A dad and his daughters, loving life in New York City

Friday, May 18

Spring Movies: Part 4

Only one more week until Memorial Day weekend, Scoboco's official start to the summer movie season. Until then, some more from spring...

By far the coolest movie I've seen this year is 28 Weeks Later. The art direction, the cinematography, the camera angles, the relentless pacing, the brilliant choreography of the "action" sequences, the effective use of (what I think is) high-definition video... it's all highly stylized, and it all looks fantastic. Plus, the movie is totally tense, totally terrifying... it's an actual physical relief when the end credits roll (and, btw, excellent ending). The problem? The story is unbelievably dumb. Not the premise, which I love: all of England has been emptied (or has it...?) by the "rage virus"—spread by the sharing of body fluids, within seconds it turns regular folk into frenzied zombies who spit blood all over you and beat you and eat you and crush your eyeballs with their thumbs—and the first exiles have returned to repopulate this Sceptered Isle, starting with a cordoned-off London neighborhood, all under the watch of (not-enough) jumpy American marines. Too bad about that inane B-movie script, which sinks this to a B+ at best.

The story behind Waitress is too sad to contemplate for long (writer/director/star Adrienne Shelly was murdered last November), so let's not. This smart, funny, vivacious movie looks great, feels great, is great. The story, about a small-town pie-baking genius stuck with a horrible husband, is filled with excellent performances, especially from Keri Russell as the eponymous server, Cheryl Hines (completely hilarious) and Shelly as her co-workers, Andy Griffith (of all people) as the diner's owner, Nathan Fillion as the new doctor in town who falls for Russell, Jeremy Sisto as the infantile, super-controlling husband... aw, heck, the whole cast is first rate, all deftly directed to deliver their offbeat lines with honesty, energy and terrific timing. And the whole thing will make you want to eat some pie.

Although a little heavy-handed, Jindabyne was off-kilter enough to keep me guessing throughout, a feeling enhanced by the pallor of menace that suffuses the film.
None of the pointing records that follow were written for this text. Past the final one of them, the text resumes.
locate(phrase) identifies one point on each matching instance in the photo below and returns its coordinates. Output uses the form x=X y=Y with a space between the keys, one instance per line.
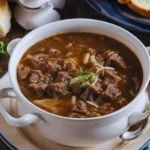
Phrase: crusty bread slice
x=141 y=7
x=5 y=17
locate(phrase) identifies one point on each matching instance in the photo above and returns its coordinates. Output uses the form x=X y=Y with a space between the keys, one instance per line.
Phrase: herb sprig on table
x=3 y=49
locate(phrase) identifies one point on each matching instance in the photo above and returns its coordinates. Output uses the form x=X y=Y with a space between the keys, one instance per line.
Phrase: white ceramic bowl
x=72 y=131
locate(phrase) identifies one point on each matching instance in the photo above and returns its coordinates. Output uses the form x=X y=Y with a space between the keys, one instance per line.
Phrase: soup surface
x=79 y=75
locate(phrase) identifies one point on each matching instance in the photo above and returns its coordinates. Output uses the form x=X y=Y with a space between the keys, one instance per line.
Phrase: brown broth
x=98 y=42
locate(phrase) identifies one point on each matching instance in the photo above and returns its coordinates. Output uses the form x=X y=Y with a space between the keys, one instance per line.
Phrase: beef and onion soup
x=79 y=75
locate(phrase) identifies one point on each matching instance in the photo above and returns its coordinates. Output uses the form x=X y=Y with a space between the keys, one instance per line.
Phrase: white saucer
x=26 y=139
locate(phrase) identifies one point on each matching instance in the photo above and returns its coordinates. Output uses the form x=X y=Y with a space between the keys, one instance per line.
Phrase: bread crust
x=139 y=10
x=5 y=18
x=4 y=7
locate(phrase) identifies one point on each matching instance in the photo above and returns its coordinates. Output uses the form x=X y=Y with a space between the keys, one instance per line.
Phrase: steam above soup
x=79 y=75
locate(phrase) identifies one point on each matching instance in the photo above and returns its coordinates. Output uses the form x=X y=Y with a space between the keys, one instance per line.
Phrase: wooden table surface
x=73 y=9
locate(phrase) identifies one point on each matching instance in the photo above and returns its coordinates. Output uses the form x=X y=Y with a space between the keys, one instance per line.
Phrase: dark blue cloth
x=106 y=8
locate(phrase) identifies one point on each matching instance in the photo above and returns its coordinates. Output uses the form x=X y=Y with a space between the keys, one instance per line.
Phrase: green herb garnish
x=3 y=49
x=84 y=79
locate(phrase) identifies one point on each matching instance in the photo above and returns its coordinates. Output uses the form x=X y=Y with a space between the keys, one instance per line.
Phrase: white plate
x=26 y=139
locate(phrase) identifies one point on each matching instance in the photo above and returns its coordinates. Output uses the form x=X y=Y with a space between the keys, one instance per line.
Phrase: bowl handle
x=12 y=45
x=17 y=122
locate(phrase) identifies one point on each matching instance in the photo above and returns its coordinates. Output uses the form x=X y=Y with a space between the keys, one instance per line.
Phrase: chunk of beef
x=27 y=92
x=53 y=67
x=91 y=51
x=110 y=78
x=54 y=51
x=111 y=93
x=94 y=114
x=76 y=89
x=70 y=64
x=136 y=86
x=23 y=71
x=80 y=107
x=99 y=100
x=77 y=115
x=88 y=94
x=57 y=89
x=37 y=76
x=91 y=92
x=106 y=108
x=116 y=60
x=121 y=102
x=63 y=77
x=37 y=60
x=39 y=88
x=107 y=54
x=100 y=59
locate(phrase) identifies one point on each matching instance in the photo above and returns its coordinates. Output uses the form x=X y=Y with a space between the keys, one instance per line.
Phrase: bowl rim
x=111 y=115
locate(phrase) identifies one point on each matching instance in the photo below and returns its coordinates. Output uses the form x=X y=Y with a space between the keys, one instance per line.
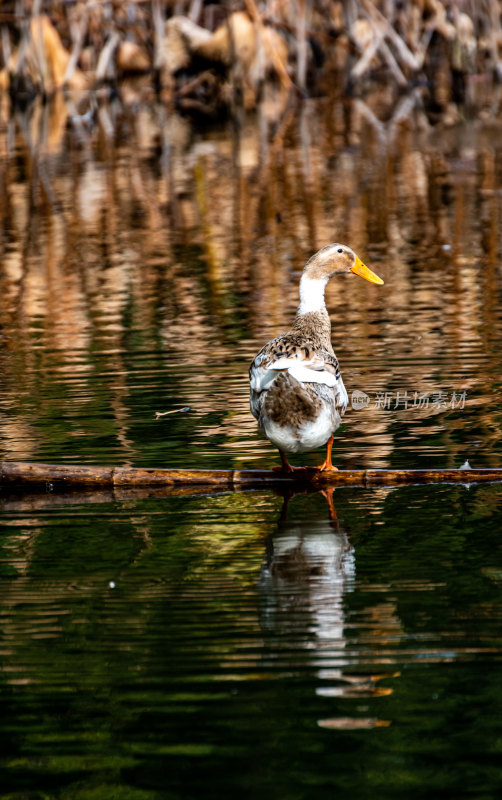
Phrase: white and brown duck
x=297 y=392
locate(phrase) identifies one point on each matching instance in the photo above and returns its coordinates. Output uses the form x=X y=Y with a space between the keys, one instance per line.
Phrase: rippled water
x=202 y=645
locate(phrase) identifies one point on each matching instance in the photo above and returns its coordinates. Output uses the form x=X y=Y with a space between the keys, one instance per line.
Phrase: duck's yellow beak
x=361 y=269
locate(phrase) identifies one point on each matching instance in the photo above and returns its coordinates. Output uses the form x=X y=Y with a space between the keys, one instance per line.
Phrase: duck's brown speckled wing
x=303 y=360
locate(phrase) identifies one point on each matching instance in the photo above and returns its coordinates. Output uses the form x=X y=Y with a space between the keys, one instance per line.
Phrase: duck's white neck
x=312 y=294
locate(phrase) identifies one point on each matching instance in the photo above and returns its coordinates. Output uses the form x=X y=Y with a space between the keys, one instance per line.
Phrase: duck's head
x=336 y=259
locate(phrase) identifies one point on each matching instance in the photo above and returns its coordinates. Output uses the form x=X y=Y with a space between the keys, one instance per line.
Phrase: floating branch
x=24 y=474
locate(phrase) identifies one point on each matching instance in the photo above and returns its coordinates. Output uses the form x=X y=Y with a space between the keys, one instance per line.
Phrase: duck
x=297 y=393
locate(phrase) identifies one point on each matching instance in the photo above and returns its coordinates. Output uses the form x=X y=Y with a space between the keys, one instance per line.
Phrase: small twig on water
x=159 y=414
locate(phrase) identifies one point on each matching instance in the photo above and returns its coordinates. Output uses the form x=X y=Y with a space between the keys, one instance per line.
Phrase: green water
x=207 y=646
x=247 y=644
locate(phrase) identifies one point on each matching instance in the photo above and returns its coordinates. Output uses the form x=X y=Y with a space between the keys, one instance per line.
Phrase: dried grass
x=313 y=46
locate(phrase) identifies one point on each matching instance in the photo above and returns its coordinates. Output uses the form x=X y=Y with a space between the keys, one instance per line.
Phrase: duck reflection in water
x=309 y=565
x=309 y=568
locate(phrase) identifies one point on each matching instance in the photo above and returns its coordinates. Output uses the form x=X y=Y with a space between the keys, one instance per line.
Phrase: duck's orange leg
x=326 y=465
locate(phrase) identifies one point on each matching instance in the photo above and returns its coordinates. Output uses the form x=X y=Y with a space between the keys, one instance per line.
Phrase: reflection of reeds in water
x=196 y=242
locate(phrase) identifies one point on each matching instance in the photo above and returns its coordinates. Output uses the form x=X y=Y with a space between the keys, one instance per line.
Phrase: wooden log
x=19 y=474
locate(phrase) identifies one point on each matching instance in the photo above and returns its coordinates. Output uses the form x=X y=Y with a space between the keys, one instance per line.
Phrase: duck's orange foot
x=324 y=467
Set in a dusty Australian backwater, the narrative (padded out from a Raymond Carver short story, which I realized I had read about a third of the way in), tells of four working-class guys who, on their annual fishing trip to the middle of nowhere, find the body of a murdered young woman floating in the river. Their reaction (or lack thereof) to the discovery changes all of their lives, as first their spouses, then the entire town, take stock of their actions. Gabriel Byrne and Laura Linney, as husband and wife, both handle their complex roles exceptionally well, and though the pacing isn't helped by a couple of unnecessary subplots, this is an intelligent, engaging film.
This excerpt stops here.